Unhappy at the mishandling of the case and concerned for her staff’s morale, the monarch decides to discreetly take matters into her own hands. With help from her Assistant Private Secretary, Rozie Oshodi, a British Nigerian and recent officer in the Royal Horse Artillery, the Queen secretly begins making inquiries. As she carries out her royal duties with her usual aplomb, no one in the Royal Household, the government, or the public knows that the resolute Elizabeth will use her keen eye, quick mind, and steady nerve to bring a murderer to justice.

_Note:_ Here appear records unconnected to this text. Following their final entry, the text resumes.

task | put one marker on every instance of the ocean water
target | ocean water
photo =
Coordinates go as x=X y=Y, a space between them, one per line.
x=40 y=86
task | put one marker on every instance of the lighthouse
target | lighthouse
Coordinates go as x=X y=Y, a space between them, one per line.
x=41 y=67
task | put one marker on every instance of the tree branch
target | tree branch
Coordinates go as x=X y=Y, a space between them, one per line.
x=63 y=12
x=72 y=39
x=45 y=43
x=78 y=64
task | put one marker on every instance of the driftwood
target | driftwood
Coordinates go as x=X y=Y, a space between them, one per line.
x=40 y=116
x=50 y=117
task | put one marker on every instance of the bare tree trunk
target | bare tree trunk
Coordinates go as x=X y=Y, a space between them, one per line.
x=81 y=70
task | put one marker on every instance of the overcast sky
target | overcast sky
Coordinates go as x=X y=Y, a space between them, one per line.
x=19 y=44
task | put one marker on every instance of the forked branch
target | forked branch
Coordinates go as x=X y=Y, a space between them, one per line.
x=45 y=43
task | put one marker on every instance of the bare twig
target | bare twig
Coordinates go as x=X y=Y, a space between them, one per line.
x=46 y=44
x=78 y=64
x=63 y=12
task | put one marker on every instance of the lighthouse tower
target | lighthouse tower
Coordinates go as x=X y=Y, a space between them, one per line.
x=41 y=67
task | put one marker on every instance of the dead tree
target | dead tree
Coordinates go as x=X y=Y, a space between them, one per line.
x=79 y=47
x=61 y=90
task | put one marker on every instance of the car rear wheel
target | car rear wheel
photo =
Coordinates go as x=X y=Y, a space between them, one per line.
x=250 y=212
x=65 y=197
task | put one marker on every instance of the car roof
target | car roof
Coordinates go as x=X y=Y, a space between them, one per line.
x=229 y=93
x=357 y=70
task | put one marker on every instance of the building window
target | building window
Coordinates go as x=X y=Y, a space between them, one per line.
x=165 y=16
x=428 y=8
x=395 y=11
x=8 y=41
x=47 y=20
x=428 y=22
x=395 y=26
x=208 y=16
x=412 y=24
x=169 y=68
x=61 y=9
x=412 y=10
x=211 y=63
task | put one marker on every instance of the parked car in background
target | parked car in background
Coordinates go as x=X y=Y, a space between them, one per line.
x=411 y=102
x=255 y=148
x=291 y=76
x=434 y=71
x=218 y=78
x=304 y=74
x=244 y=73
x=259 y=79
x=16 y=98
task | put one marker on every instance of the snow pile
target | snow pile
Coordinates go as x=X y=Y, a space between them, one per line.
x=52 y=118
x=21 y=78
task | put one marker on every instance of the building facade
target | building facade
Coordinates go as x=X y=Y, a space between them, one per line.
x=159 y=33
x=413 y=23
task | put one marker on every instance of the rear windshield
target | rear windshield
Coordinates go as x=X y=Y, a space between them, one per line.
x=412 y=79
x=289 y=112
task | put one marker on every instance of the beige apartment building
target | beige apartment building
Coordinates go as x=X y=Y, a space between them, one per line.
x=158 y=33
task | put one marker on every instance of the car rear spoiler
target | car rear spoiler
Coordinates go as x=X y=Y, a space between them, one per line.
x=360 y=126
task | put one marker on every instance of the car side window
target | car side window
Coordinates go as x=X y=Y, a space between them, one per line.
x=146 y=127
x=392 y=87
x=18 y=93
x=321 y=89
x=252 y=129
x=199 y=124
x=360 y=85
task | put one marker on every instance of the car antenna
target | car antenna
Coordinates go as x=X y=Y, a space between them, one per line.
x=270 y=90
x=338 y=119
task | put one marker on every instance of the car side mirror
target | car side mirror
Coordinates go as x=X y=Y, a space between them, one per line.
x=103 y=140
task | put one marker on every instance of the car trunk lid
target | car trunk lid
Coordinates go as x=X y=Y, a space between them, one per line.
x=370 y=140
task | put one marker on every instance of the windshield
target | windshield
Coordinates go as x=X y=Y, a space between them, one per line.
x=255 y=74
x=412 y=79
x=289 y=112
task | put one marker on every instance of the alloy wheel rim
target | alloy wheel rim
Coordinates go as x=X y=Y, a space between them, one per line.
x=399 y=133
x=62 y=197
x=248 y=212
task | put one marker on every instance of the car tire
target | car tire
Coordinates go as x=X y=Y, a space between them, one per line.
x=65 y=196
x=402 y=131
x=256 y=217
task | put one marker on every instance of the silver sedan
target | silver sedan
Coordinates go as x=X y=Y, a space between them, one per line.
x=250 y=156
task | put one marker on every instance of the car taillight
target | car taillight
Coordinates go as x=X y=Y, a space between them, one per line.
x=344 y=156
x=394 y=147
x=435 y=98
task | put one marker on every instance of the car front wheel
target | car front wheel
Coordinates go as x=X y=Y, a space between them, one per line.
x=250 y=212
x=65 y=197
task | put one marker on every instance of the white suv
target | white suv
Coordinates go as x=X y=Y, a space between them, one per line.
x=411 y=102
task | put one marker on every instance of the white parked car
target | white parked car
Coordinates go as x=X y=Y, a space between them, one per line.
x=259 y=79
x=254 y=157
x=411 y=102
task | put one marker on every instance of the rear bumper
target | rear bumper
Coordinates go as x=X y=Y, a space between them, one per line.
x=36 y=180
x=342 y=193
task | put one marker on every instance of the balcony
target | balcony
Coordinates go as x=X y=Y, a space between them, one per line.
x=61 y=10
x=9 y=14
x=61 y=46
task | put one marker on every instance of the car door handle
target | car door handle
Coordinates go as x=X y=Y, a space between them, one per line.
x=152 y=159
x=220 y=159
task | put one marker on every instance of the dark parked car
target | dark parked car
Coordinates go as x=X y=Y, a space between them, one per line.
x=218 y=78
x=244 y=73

Libertie by Kaitlyn Greenidge
Coming of age as a freeborn Black girl in Reconstruction-era Brooklyn, Libertie Sampson is all too aware that her purposeful mother, a practicing physician, has a vision for their future together: Libertie is to go to medical school and practice alongside her. But Libertie, drawn more to music than science, feels stifled by her mother’s choices and is hungry for something else—is there really only one way to have an autonomous life? And she is constantly reminded that, unlike her mother, who can pass, Libertie has skin that is too dark. When a young man from Haiti proposes to Libertie and promises she will be his equal on the island, she accepts, only to discover that she is still subordinate to him and all men. As she tries to parse what freedom actually means for a Black woman, Libertie struggles with where she might find it—for herself and for generations to come.